A Hidden Life
by George Wolf
“Sign this paper and you’ll go free.”
“I am free.”
One man’s moral courage provides the anchor for A Hidden Life, writer/director Terrence Malick’s affirmation that a life well-lived is a beneficial one, no matter how small the spotlight.
Malick brings his dreamlike focus to the story of Franz Jagerstatter, a conscientious objector who refused to fight with the Nazis in World War II.
Franz (August Diehl) and his wife Frani (Valerie Pachner) are living happily in an Austrian farming village with their three young daughters. The work is hard but the peasant villagers share a strong communal spirit, still untouched by the winds of war.
Malick showcases the mountain landscape with his customary visual brilliance, teaming with cinematographer Jorg Widmer to envelope us in an expansive and idyllic old world setting among the clouds. But those clouds soon turn literally and figuratively stormy, and as Hitler’s rhetoric is parroted by the villagers, Franz’s commitment to conscience turns him into a prisoner and his family into outcasts who “sin against the village.”
Franz finds little comfort from his church elders, who urge appeasement and seek a compromise. But even an assignment away from the front would require an oath of allegiance to Hitler and the Nazi cause – a line Franz refused to cross.
The hushed voiceovers, forced perspectives and dreamlike imaging that served Malick so well in his masterfully personal The Tree of Life here seem a bit ill-fitting when paired with someone else’s legacy. A frequent return to lingering shots such as clasped hands thrust into the air lose resonance with repetition, creating a subtle tedium that betrays the nearly three hour running time.

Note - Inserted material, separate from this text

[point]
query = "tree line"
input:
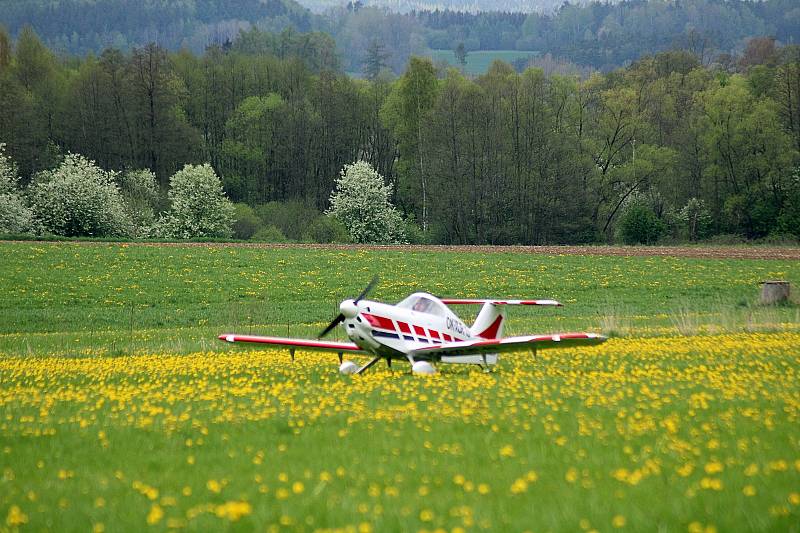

Not that Malick’s latest doesn’t deliver emotional power, it certainly does, most pointedly during Franz’s visit with a church artist. Suffice to say the exchange features some of Malick’s most brilliantly concise dialogue, using one man’s honest introspection to frame another’s moral quandary in a heartbreakingly beautiful new light.
Try hard, and you can imagine Malick working in a purely historical context, giving a deserving salute to a lesser known man for all seasons.
But on its face, the film presents a climate that is all too familiar, one where a rising tide of hate divides families, reduces religious tenets to twisted rationalizations, and where blind rage requires no subtitles. A Hidden Life is at its best when those stakes are clear, and Franz’s unwavering conviction is a sobering history lesson.